So now that we know the NCAA Men’s Tournament Select Committee’s 16 Favorite Teams — at the moment, anyway — how do you describe this concoction that’s been put in the oven to cook a little more before it’s ranked for real in three weeks?
Look at the ingredient label, of course.
This parenthesis reveals include . . .
- 56 percent non-champions. Nine of the 16 – including the top three in Alabama, Houston and Purdue – have never won a title.
- 18.75 percent Final Four programs without. Alabama, Tennessee and Xavier have never made it this far. The state of Iowa was there once, in 1944. Texas was there once in 75 years. Kansas State hasn’t been in 58 seasons, Purdue in 42.
- A seed no. 1 who has never, ever seen such a thing before. That would be the Alabama Crimson Tide, who are the top seed projected across the entire dance floor. Forty-nine different schools have previously been a No. 1 seed. 1, but never the tide. They appear to be warming to the idea, trashing Georgia 108-59 on Saturday, a result that reminded us of two things: Alabama is on a surprising shot and this is not a football season.
- A team that was picked to finish ninth in its conference. Marchetta.
- A team that was picked to finish last in its conference. state of Kansas.
How is the 68 field chosen?
- 93.75 percent of the current top 16 teams in the Associated Press poll. In other words, 15 out of 16. Sorry Miami, you’re the weird Hurricanes outside.
- 31.25 percent teams from the Eastern Time Zone.

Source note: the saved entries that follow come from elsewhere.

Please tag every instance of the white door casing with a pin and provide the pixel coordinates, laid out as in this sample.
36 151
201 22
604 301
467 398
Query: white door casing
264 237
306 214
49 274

That’s unusually low, since good ol’ EST — or EDT, as the title is decided in April — has produced 21 of the last 24 National Champions. This is what happens when the likes of Kentucky, Duke, North Carolina, Michigan State, and Villanova don’t appear on this list. But while the East went 21 for 24, the Central zoners of the Big 12 topped the league’s final two night standings with Kansas and Baylor.
- 31.25 percent Big 12. That’s five teams and all five are in the top 12. The Big 12 has as many names on this list as the Big Ten, ACC, and SEC combined. The NCAA’s philosophy is to maintain highly seeded conference teams in different regions, but that probably won’t be possible given the Big 12 tsunami in the bracket.
- 18.75 percent Far Western. In other words UCLA, Gonzaga and Arizona. Now would be the time to mention that it has been 26 years since the last champion arrived from the west, Arizona in 1997.
- A reigning champion. Kansas is a No. 1 seed, and the Jayhawks watched every inch of it on Saturday as they beat Baylor 55-26 in the second half. If this continues, this would be the 16th time I’ve been tied for No. 1, trailing only North Carolina’s record 17. The other three seeds in the bracket reveal — Alabama, Houston and Purdue — have four all-time No. 1s combined.
- 12.5 percent teams that started the season with new coaches. Xavier and Sean Miller, Kansas State and Jerome Tang.
- 6.25% of teams that took on a new manager in December. Texas with interim Rodney Terry taking over after Chris Beard was suspended and subsequently fired.
- 18.75 percent Lone Star Staters: Houston, Baylor and Texas.
- 12.5 percent of teams miss power conferences, if you throw the Big East into the power pile with the usual five. Gonzaga and Houston remain.
- 50% of coaches who have participated in a Final Four.
- 18.75% of coaches who have made a Final Four with another program: Marquette’s Shaka Smart via VCU, Houston’s Kelvin Sampson with Oklahoma, and Tennessee’s Rick Barnes with Texas.
- 6.25 percent of teams that once had the NCAA selection committee chairman in their lineup. Bradley administrator and committee chairman Chris Reynolds served as point guard for Indiana’s 1992 Final Four team.
- 25% of teams that had losing records in February: Iowa State, Kansas State, Tennessee and Purdue. But they play in tough leagues, so they’re forgiven. Especially Purdue, which has lost three of its last four games but is still a No. 1 seed.
- 25% of teams who lost in the group on Thursday or Saturday reveal the weekend. Purdue, Tennessee, Baylor, Iowa State, although the latter two were beaten by other group members. Additionally, Texas narrowly escaped Oklahoma in overtime, and Virginia needed one last stop to edge Notre Dame by two runs, both at home. Nothing offers much safety this season, and that includes NCAA preview brackets.
LEADERBOARDS: See the full top-16
- 25 percent of the Final Four last April. No Duke, NC or Villanova. Kansas only.
- 100 percent of the last three national champions: Kansas, Baylor and Virginia.
- 0 percent of schools that won the previous 10 titles leading up to Virginia in 2019. In fact, only four of the last 25 national championships are represented among the 16. A rather unconventional college basketball season is what this range suggests. But that was revealed a long time ago.